NASA has developed a novel method to render visible the density changes in air that cause a refractive index change by an airborne vehicle. These density changes include shock waves, vortices, engine exhaust, and wakes. The determination of location and strength of shock waves and vortices is fundamental to understanding the flow around an aircraft. These features are strong enough to affect the environment that the vehicle inhabits; for example, they can cause drag and/or produce undesirable noise. The researcher must be able to predict and mitigate the effects of these flow features.
This invention is a robust visualization technique that will permit the measurement of the strengths and positions of shock waves caused by supersonic vehicles. The technique is applicable to all flight regimes, however, and can be used for visualizing tip vortices and engine exhaust plumes.
The invention is an imaging method that requires very simple optics on an airborne vehicle, a camera with an appropriate lens, and an area on the ground that provides visual texture. The complexity with this method is in the image processing and not as much with the hardware or positioning, making Background Oriented Schlieren (BOS) an attractive candidate for obtaining high-spatial-resolution imaging of shock waves and vortices in flight. First, images are obtained of a visually textured background pattern from an appropriate altitude.

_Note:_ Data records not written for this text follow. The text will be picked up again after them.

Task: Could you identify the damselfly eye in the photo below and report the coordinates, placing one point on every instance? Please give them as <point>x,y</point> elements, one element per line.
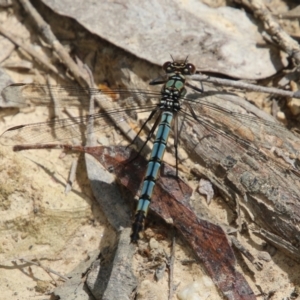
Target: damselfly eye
<point>168,67</point>
<point>189,69</point>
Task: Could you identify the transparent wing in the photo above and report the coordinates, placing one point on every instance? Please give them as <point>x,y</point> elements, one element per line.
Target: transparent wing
<point>206,112</point>
<point>66,129</point>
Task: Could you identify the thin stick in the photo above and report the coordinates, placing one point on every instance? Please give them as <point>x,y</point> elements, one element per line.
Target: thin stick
<point>30,50</point>
<point>171,268</point>
<point>48,270</point>
<point>245,86</point>
<point>47,33</point>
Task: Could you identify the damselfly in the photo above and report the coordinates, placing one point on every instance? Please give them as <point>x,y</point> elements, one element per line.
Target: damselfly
<point>174,108</point>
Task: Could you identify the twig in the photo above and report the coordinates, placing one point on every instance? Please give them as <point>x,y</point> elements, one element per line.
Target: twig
<point>48,270</point>
<point>72,174</point>
<point>171,268</point>
<point>286,43</point>
<point>245,86</point>
<point>46,31</point>
<point>28,48</point>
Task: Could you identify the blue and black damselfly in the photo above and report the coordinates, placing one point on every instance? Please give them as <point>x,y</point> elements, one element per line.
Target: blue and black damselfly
<point>175,109</point>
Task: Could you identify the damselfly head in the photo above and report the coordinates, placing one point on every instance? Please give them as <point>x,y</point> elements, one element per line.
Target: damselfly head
<point>178,66</point>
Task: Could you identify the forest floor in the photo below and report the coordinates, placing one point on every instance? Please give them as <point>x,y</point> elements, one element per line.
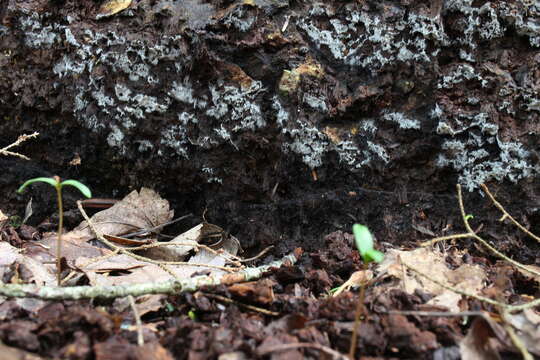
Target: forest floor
<point>446,298</point>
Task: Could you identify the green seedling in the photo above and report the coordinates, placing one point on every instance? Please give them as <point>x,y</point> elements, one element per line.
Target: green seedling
<point>364,243</point>
<point>58,185</point>
<point>192,315</point>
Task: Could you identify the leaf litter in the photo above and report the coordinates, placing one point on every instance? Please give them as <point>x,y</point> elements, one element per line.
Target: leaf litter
<point>409,315</point>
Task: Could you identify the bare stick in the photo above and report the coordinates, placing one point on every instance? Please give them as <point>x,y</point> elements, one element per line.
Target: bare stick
<point>484,242</point>
<point>507,215</point>
<point>247,306</point>
<point>140,337</point>
<point>513,337</point>
<point>171,287</point>
<point>21,139</point>
<point>282,347</point>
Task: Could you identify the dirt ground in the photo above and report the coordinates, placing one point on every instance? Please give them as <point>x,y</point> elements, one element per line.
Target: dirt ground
<point>272,122</point>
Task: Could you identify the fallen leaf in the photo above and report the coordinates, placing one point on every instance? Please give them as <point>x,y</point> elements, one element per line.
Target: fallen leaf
<point>468,278</point>
<point>138,210</point>
<point>357,278</point>
<point>256,291</point>
<point>481,340</point>
<point>527,324</point>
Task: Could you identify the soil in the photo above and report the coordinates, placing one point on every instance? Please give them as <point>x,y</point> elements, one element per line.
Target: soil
<point>258,183</point>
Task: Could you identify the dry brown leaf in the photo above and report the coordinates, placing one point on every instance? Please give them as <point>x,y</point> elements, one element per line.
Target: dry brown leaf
<point>481,340</point>
<point>357,278</point>
<point>144,303</point>
<point>112,7</point>
<point>128,270</point>
<point>2,217</point>
<point>468,278</point>
<point>176,253</point>
<point>136,211</point>
<point>74,246</point>
<point>530,275</point>
<point>527,324</point>
<point>39,273</point>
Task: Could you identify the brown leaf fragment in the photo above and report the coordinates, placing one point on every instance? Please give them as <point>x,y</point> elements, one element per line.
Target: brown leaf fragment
<point>468,278</point>
<point>138,210</point>
<point>527,324</point>
<point>112,7</point>
<point>480,342</point>
<point>152,351</point>
<point>256,291</point>
<point>11,353</point>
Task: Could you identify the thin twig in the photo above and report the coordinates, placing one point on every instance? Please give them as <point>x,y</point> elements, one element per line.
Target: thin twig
<point>140,337</point>
<point>513,337</point>
<point>20,139</point>
<point>247,306</point>
<point>256,256</point>
<point>161,264</point>
<point>444,238</point>
<point>433,313</point>
<point>282,347</point>
<point>507,215</point>
<point>229,257</point>
<point>453,289</point>
<point>484,242</point>
<point>171,287</point>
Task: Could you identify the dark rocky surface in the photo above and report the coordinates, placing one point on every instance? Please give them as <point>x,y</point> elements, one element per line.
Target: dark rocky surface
<point>286,120</point>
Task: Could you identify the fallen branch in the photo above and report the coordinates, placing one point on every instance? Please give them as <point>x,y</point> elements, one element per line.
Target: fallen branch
<point>283,347</point>
<point>171,287</point>
<point>20,140</point>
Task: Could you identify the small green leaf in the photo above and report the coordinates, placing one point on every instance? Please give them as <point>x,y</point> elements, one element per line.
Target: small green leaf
<point>192,315</point>
<point>364,244</point>
<point>49,181</point>
<point>362,238</point>
<point>374,255</point>
<point>82,188</point>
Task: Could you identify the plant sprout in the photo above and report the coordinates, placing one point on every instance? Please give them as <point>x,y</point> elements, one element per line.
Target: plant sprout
<point>57,184</point>
<point>364,243</point>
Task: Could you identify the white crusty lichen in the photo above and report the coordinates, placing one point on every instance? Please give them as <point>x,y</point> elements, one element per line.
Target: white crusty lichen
<point>403,121</point>
<point>364,39</point>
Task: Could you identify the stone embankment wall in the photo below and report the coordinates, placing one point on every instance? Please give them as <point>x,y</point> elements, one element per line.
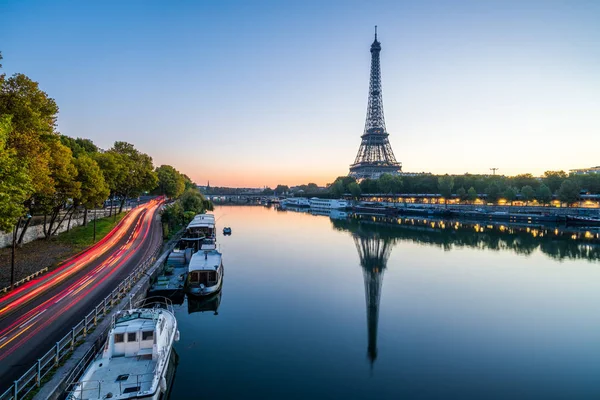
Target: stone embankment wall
<point>35,232</point>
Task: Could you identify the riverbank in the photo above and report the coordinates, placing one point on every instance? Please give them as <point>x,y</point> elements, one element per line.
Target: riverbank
<point>39,254</point>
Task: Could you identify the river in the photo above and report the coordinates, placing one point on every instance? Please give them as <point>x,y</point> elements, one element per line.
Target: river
<point>325,308</point>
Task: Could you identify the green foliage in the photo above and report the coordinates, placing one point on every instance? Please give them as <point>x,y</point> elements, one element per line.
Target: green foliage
<point>568,191</point>
<point>33,120</point>
<point>113,169</point>
<point>188,184</point>
<point>94,189</point>
<point>170,182</point>
<point>543,194</point>
<point>15,184</point>
<point>140,176</point>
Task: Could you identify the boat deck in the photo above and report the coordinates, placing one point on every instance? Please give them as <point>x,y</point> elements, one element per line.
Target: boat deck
<point>136,373</point>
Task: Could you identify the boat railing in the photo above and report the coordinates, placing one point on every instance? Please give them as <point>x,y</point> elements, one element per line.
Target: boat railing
<point>88,389</point>
<point>156,302</point>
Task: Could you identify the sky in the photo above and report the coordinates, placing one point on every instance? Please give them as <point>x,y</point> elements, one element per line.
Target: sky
<point>260,93</point>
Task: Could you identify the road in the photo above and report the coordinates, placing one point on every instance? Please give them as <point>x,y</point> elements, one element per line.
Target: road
<point>36,315</point>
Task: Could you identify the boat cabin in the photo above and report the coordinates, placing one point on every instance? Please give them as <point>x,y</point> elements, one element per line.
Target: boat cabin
<point>204,270</point>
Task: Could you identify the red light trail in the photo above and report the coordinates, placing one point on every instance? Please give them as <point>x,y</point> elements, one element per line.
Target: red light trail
<point>45,303</point>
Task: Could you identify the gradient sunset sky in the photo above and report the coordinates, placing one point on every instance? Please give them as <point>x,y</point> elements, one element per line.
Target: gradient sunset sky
<point>255,93</point>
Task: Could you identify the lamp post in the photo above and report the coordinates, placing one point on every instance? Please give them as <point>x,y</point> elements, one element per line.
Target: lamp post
<point>12,257</point>
<point>95,210</point>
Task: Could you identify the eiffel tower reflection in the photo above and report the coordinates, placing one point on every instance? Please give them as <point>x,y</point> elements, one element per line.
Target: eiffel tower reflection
<point>374,252</point>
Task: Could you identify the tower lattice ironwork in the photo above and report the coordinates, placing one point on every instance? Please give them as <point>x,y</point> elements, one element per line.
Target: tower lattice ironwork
<point>375,156</point>
<point>374,253</point>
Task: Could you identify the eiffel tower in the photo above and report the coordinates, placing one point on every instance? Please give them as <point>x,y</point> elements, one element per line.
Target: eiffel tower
<point>374,253</point>
<point>375,156</point>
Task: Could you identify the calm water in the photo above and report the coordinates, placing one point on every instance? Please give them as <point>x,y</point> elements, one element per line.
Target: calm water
<point>461,314</point>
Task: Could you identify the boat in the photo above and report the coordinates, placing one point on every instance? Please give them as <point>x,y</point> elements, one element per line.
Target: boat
<point>205,273</point>
<point>582,221</point>
<point>135,357</point>
<point>296,202</point>
<point>336,204</point>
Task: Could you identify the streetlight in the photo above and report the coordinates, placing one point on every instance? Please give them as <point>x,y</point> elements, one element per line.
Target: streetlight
<point>12,257</point>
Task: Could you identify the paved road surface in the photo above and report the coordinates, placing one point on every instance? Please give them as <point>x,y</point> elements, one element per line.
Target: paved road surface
<point>36,315</point>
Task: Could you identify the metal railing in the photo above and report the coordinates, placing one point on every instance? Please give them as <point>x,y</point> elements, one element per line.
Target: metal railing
<point>32,378</point>
<point>139,383</point>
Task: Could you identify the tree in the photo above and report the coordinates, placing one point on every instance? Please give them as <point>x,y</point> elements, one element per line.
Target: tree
<point>140,176</point>
<point>34,117</point>
<point>510,194</point>
<point>553,179</point>
<point>188,183</point>
<point>170,182</point>
<point>113,170</point>
<point>15,184</point>
<point>445,186</point>
<point>524,180</point>
<point>66,187</point>
<point>354,189</point>
<point>472,194</point>
<point>94,189</point>
<point>568,191</point>
<point>79,146</point>
<point>543,194</point>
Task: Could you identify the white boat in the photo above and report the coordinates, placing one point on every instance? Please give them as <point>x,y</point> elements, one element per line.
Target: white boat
<point>205,273</point>
<point>335,204</point>
<point>203,225</point>
<point>133,364</point>
<point>296,202</point>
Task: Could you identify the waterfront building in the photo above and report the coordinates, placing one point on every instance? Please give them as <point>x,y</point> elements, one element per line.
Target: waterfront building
<point>375,156</point>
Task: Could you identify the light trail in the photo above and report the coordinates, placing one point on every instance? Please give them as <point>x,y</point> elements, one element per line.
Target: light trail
<point>34,288</point>
<point>36,320</point>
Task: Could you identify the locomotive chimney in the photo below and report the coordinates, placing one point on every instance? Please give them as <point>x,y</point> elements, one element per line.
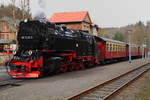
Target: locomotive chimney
<point>40,14</point>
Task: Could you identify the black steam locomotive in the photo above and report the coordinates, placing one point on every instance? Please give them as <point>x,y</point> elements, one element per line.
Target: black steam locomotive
<point>47,48</point>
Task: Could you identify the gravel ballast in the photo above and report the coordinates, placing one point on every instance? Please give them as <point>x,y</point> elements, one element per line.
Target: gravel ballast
<point>63,86</point>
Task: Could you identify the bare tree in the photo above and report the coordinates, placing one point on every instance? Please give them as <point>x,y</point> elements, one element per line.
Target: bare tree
<point>13,8</point>
<point>25,7</point>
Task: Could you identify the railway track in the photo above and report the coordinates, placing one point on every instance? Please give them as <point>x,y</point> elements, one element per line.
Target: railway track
<point>10,82</point>
<point>108,89</point>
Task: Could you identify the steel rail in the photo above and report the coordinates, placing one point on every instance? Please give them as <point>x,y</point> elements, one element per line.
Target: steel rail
<point>10,82</point>
<point>107,89</point>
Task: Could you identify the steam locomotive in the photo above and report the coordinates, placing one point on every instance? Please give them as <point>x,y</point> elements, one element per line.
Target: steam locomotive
<point>45,48</point>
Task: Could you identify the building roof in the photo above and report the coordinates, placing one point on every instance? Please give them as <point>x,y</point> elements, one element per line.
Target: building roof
<point>68,17</point>
<point>110,40</point>
<point>5,41</point>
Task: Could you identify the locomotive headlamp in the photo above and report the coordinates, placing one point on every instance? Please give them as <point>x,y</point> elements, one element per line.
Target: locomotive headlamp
<point>30,52</point>
<point>25,20</point>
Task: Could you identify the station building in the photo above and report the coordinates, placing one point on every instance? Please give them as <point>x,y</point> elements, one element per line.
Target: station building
<point>75,20</point>
<point>7,35</point>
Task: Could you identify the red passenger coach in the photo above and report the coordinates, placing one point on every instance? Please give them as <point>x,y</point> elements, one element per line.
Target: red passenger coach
<point>110,49</point>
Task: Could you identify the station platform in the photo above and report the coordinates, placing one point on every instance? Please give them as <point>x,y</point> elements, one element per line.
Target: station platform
<point>65,85</point>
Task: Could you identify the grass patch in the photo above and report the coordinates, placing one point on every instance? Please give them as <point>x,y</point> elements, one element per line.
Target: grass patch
<point>145,92</point>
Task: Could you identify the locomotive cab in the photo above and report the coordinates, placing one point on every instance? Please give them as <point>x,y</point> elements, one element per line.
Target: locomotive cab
<point>25,65</point>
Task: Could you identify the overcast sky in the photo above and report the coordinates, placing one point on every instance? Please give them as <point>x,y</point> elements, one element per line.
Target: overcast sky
<point>105,13</point>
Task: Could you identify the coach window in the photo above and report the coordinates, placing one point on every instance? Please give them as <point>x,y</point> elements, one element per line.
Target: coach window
<point>107,46</point>
<point>110,47</point>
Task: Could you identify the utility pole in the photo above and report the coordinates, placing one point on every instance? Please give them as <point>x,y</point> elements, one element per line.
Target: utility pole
<point>129,36</point>
<point>13,8</point>
<point>28,8</point>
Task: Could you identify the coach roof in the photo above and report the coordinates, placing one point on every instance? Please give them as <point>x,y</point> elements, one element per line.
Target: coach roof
<point>109,40</point>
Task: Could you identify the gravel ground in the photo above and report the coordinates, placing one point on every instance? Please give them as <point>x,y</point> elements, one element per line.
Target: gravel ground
<point>63,86</point>
<point>135,90</point>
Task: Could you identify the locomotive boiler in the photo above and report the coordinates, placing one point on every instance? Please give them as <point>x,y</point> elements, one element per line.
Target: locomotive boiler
<point>45,48</point>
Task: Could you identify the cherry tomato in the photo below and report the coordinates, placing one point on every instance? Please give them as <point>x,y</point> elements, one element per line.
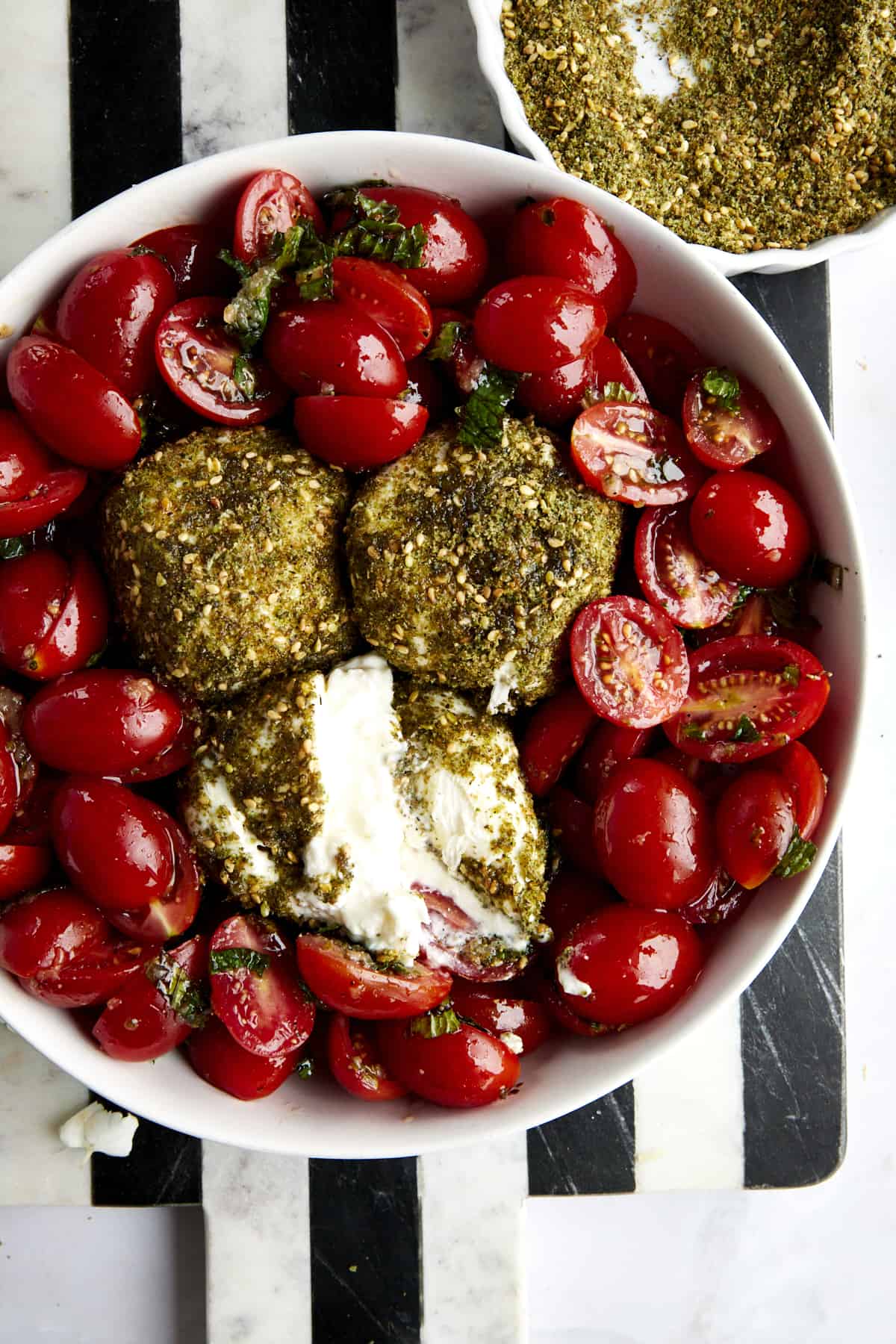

Next, a series of images is collected of a vehicle in flight below the observer vehicle and over the same spot on the ground that serves as a background pattern. Shock waves are deduced from distortions of the background pattern resulting from the change in refractive index due to density gradients.
The invention requires special software to create the Schlieren images. The Schlieren image is a contour plot of a two-dimensional data array of measured distortions, in pixel units. The results are used by researchers to help understand the flow phenomenon and compare to computational models. The BOS method also yields measured deflection distances that can be used to determine the strength of a given density gradient. The system design and flight planning were based on the camera characteristics, airplane coordination, and airspace limitations.